Une méthode originale mais efficace

Charles Schwab, l’homme de confiance d’Andrew Carnegie, le roi de l’acier, qui, par son tact et sa diplomatie, avait su gagner la sympathie et la considération universelles, se promenait un jour, vers midi, dans ses ateliers. II rencontra un groupe d’ouvriers qui fumaient. Exactement au-dessus de leurs têtes se trouvait un écriteau : « Défense de fumer. »

Que fit Schwab ? Leur montra-t-il l’écriteau en s’écriant : « Vous ne savez donc pas lire? »

Oh! Non! Pas Schwab. Il s’approcha des hommes, tendit à chacun un cigare, et ajouta :

  • Vous me feriez plaisir en allant fumer des cigares dehors.

Les ouvriers savaient qu’il avait noté leur infraction au règlement et ils l’adoraient parce qu’il n’en avait rien dit, parce qu’il leur avait fait un cadeau et parce qu’il leur avait fait sentir leur importance. Qui n’aimerait un tel homme ?

John Wanamaker, fondateur des grands magasins qui portent son nom, employait la même méthode. Il avait l’habitude de parcourir chaque jour ses nombreux rayons. Une fois, il vit une cliente qui attendait à un comptoir. Personne ne faisait attention à elle. Les Vendeurs ? Elles étaient dans un coin en train de rire et bavarder. John Wanamaker ne souffla mot. Se glissant derrière le comptoir, il servit la cliente lui-même… puis continua son chemin.

 

 

La politique de la porte ouverte

Les électeurs reprochent souvent à leurs élus de se laisse difficilement approcher. Si les personnages officiels sont des gens très occupés, c’est parfois leur entourage qui, désireux de ne pas surcharger l’emploi du temps de leur « patron », éloigne les visiteurs. Carl Langford, maire pendant plusieurs années d’Orlando, en Floride, la patrie de Disney World, exhortait fréquemment son personnel à laisser les gens le rencontrer. Il avait beau déclarer que sa politique était celle de la porte ouverte, chaque fois qu’ils tentaient de l’approcher, ses administrés se voient barrer le chemin par des secrétaires ou par le personnel administratif.

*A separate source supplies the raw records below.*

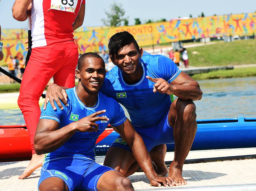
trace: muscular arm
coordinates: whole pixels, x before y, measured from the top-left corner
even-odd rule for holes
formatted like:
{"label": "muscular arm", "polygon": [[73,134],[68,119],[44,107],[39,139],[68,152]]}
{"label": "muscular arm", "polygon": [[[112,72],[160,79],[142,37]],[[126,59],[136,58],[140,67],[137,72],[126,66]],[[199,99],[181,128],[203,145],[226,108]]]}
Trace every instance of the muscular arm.
{"label": "muscular arm", "polygon": [[123,123],[113,128],[129,145],[140,168],[149,180],[157,176],[152,164],[152,161],[147,150],[143,140],[127,120]]}
{"label": "muscular arm", "polygon": [[[41,119],[39,120],[34,138],[34,147],[38,154],[47,153],[59,148],[76,131],[97,131],[97,121],[106,120],[102,117],[97,117],[106,112],[102,110],[94,113],[60,129],[55,120]],[[107,120],[109,120],[108,118]]]}
{"label": "muscular arm", "polygon": [[174,94],[183,100],[199,100],[203,92],[199,84],[186,74],[181,72],[174,80],[169,84],[162,78],[153,78],[147,76],[147,78],[155,83],[153,91],[169,95]]}
{"label": "muscular arm", "polygon": [[25,21],[29,16],[30,10],[28,10],[28,8],[31,1],[31,0],[16,0],[12,9],[13,18],[19,21]]}
{"label": "muscular arm", "polygon": [[84,18],[85,11],[85,4],[81,4],[80,10],[78,12],[77,16],[76,18],[75,22],[73,23],[73,28],[74,31],[83,24]]}
{"label": "muscular arm", "polygon": [[76,131],[74,123],[59,129],[59,123],[52,120],[39,120],[34,138],[37,154],[52,152],[59,148]]}
{"label": "muscular arm", "polygon": [[170,84],[173,87],[173,94],[183,100],[199,100],[203,92],[198,82],[188,75],[181,72]]}

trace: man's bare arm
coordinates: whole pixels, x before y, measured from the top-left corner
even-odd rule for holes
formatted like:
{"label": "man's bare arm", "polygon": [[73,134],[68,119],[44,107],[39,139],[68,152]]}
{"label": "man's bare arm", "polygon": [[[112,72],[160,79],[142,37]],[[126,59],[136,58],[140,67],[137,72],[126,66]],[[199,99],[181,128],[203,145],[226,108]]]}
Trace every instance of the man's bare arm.
{"label": "man's bare arm", "polygon": [[81,4],[77,16],[76,18],[75,22],[73,23],[72,27],[74,31],[78,27],[81,27],[82,25],[83,24],[83,23],[84,22],[85,11],[85,4]]}
{"label": "man's bare arm", "polygon": [[[76,131],[92,132],[98,130],[97,121],[106,118],[97,115],[105,113],[102,110],[93,113],[77,121],[59,128],[59,123],[52,120],[41,119],[37,125],[34,138],[34,147],[37,154],[52,152],[59,148]],[[108,119],[107,120],[109,120]]]}
{"label": "man's bare arm", "polygon": [[16,0],[13,6],[13,16],[19,21],[24,21],[28,18],[31,10],[31,0]]}
{"label": "man's bare arm", "polygon": [[161,185],[163,183],[168,186],[171,182],[165,177],[158,177],[152,164],[152,160],[147,150],[144,141],[139,135],[135,130],[131,123],[127,119],[123,124],[113,128],[121,136],[131,148],[133,154],[140,168],[150,181],[150,184],[155,186]]}
{"label": "man's bare arm", "polygon": [[154,78],[147,76],[146,77],[155,83],[153,90],[154,92],[174,94],[183,100],[199,100],[202,98],[203,92],[199,84],[183,72],[170,84],[162,78]]}

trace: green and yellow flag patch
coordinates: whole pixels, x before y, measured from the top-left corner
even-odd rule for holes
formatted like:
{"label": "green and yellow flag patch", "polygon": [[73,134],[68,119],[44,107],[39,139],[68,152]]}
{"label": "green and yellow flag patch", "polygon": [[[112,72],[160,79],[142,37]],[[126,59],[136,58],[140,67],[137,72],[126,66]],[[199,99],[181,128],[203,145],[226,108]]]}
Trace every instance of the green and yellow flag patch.
{"label": "green and yellow flag patch", "polygon": [[126,142],[124,141],[122,138],[118,138],[114,141],[114,143],[119,143],[123,144],[127,144]]}
{"label": "green and yellow flag patch", "polygon": [[70,120],[71,121],[76,121],[78,120],[79,118],[79,115],[76,115],[76,114],[71,114],[71,115],[70,115],[70,118],[69,118]]}
{"label": "green and yellow flag patch", "polygon": [[125,98],[127,97],[126,96],[126,92],[124,92],[122,93],[117,93],[117,98]]}

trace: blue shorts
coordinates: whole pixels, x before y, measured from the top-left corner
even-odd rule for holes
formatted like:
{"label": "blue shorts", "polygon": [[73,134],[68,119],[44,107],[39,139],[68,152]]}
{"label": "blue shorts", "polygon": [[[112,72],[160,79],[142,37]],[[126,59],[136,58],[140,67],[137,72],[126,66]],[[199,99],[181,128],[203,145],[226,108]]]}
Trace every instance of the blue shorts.
{"label": "blue shorts", "polygon": [[[154,126],[133,125],[135,130],[142,138],[148,151],[159,144],[174,143],[173,129],[168,121],[169,113],[168,111],[160,122]],[[121,136],[119,136],[113,142],[110,147],[120,147],[131,152],[128,144]]]}
{"label": "blue shorts", "polygon": [[51,159],[44,164],[38,188],[44,180],[58,177],[65,182],[69,190],[75,189],[97,190],[100,178],[109,170],[115,170],[85,157],[67,157]]}

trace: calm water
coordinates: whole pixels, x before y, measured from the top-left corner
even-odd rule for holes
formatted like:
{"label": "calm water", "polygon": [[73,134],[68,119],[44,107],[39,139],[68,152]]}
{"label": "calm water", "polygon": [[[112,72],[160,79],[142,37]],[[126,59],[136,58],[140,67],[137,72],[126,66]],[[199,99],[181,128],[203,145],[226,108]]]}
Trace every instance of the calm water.
{"label": "calm water", "polygon": [[[199,81],[203,98],[196,101],[197,119],[256,117],[256,77]],[[24,124],[19,110],[0,110],[0,125]]]}

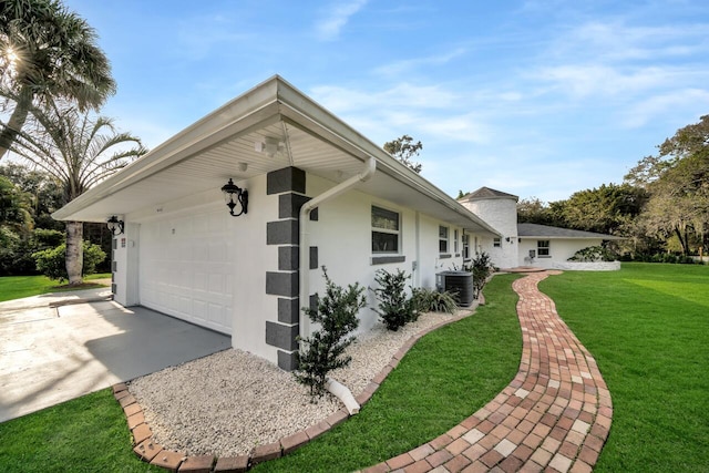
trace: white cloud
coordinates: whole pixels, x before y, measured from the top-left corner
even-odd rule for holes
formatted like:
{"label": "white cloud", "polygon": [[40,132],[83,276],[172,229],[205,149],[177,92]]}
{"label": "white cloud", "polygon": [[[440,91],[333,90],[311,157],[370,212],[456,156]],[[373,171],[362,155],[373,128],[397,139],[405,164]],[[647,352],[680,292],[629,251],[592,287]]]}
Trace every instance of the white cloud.
{"label": "white cloud", "polygon": [[[696,116],[687,116],[690,110],[696,111]],[[675,116],[678,111],[681,111],[684,120],[698,120],[708,110],[709,91],[684,89],[654,95],[637,103],[623,113],[623,125],[628,128],[638,128],[658,117]]]}
{"label": "white cloud", "polygon": [[354,13],[367,4],[368,0],[339,1],[330,7],[325,18],[316,24],[318,38],[333,40]]}
{"label": "white cloud", "polygon": [[403,61],[394,61],[392,63],[381,65],[374,69],[374,73],[386,75],[386,76],[399,78],[403,74],[410,73],[410,71],[418,70],[421,68],[435,68],[439,65],[443,65],[452,61],[453,59],[465,54],[465,52],[466,52],[465,49],[458,48],[453,51],[450,51],[441,55],[430,55],[425,58],[415,58],[415,59],[408,59]]}
{"label": "white cloud", "polygon": [[448,109],[454,106],[459,100],[455,93],[439,85],[414,85],[408,82],[395,84],[379,92],[351,90],[333,85],[312,88],[312,96],[333,112],[367,111],[376,113],[378,110],[405,107],[415,109]]}

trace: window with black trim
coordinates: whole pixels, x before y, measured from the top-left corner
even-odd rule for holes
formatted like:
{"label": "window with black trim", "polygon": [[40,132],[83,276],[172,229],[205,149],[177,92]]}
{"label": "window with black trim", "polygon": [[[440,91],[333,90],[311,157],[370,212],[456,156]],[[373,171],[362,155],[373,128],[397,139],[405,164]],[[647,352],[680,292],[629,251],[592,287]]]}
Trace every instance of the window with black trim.
{"label": "window with black trim", "polygon": [[448,227],[439,226],[439,253],[448,253]]}
{"label": "window with black trim", "polygon": [[453,230],[453,253],[458,255],[458,228]]}
{"label": "window with black trim", "polygon": [[398,254],[401,217],[398,212],[372,205],[372,253]]}

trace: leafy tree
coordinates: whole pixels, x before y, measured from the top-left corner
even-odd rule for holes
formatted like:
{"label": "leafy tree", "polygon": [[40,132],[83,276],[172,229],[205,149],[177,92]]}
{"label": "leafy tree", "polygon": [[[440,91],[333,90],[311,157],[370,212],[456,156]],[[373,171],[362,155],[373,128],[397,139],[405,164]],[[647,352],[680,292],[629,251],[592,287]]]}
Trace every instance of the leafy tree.
{"label": "leafy tree", "polygon": [[552,208],[537,197],[517,202],[517,222],[521,224],[554,225]]}
{"label": "leafy tree", "polygon": [[641,187],[603,184],[572,194],[561,214],[569,228],[616,235],[640,214],[646,200]]}
{"label": "leafy tree", "polygon": [[66,100],[85,111],[115,90],[95,31],[61,1],[0,2],[0,96],[13,104],[0,127],[0,158],[38,105]]}
{"label": "leafy tree", "polygon": [[[137,137],[119,133],[110,119],[55,101],[33,112],[32,133],[20,132],[12,151],[54,177],[64,203],[146,152]],[[68,222],[66,271],[71,285],[82,282],[82,223]]]}
{"label": "leafy tree", "polygon": [[411,161],[412,157],[418,156],[423,145],[421,142],[413,143],[413,138],[409,135],[402,135],[401,137],[384,143],[384,151],[407,165],[409,168],[417,173],[421,172],[421,163]]}
{"label": "leafy tree", "polygon": [[709,230],[709,115],[677,131],[626,175],[649,200],[641,215],[650,235],[675,236],[684,255],[707,246]]}
{"label": "leafy tree", "polygon": [[29,196],[30,213],[35,228],[64,229],[61,222],[51,217],[51,214],[63,205],[63,193],[54,177],[43,171],[31,169],[12,162],[6,162],[0,166],[0,176],[9,178]]}
{"label": "leafy tree", "polygon": [[30,199],[7,177],[0,176],[0,251],[7,253],[32,232]]}

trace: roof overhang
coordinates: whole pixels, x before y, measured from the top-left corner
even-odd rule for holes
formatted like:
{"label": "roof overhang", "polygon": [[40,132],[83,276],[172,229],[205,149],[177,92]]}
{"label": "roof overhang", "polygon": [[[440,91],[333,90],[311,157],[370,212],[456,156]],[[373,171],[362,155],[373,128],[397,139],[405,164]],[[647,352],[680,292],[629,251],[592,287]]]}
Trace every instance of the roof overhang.
{"label": "roof overhang", "polygon": [[[255,144],[275,141],[276,153]],[[52,214],[105,222],[111,215],[218,189],[287,166],[340,183],[377,160],[358,189],[481,234],[499,233],[433,184],[276,75],[228,102]]]}

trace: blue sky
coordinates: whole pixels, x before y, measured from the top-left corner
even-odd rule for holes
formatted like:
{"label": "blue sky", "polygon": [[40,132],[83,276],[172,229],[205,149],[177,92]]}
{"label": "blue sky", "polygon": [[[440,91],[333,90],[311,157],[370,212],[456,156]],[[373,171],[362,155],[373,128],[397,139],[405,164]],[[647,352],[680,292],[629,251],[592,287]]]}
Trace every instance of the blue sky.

Le maire finit par trouver la solution. Il fit tout simplement enlever la porte de son bureau! Son entourage comprit et, à dater de ce jour, il travailla « portes ouvertes ».

Il suffit souvent de changer un mot de quatre lettres en un mot de deux lettres pour que l’échec devienne succès, pour modifier l’attitude des autres sans les n’offenser ni provoquer de rancune.

 

 

Remplacer l’emploi du « mais » par un « et »

Bien des gens commencent par faire des compliments sincères, puis ils ajoutent un « mais » et terminent sur une critique. Par exemple, pour modifier le comportement d’un enfant qui néglige ses études :

  • Nous sommes vraiment fiers de toi, Johnny, tes notes sont meilleures ce trimestre. Mais si tu avais fourni plus d’efforts en algèbre, tes résultats auraient été encore meilleurs.

Il se peut que Johnny se sente encouragé jusqu’à ce qu’il entende le mot ‘mais’. Il peut alors douter de la sincérité du compliment. Ce dernier n’est là que pour mieux introduire la critique. L’éloge perdant totalement sa crédibilité, il est fort probable que nous ne changerons rien à l’attitude de Johnny envers ses études, il se pourrait même que l’on renforce, ainsi, son attitude.

En revanche, si nous prenons le soin de remplacer le « mais » par un « et », nous pourrions réussir à lui faire modifier son comportement.

  • Nous sommes vraiment fiers de toi, Johnny, tes notes ce trimestre sont bien meilleures et, en poursuivant tes efforts, tu pourras relever aussi le niveau de tes résultats en algèbre.

Là, Johnny ne peut plus douter de la sincérité de l’éloge car ce dernier ne mène à aucune critique. Nous avons attiré son attention sur le comportement que nous désirons voir changer, et il y a des chances pour qu’il veuille se montrer à la hauteur de nos espérances.

Avec des personnes sensibles qui souffrent d’une critique directe, attirez indirectement l’attention sur leurs erreurs, et vous ferez des merveilles.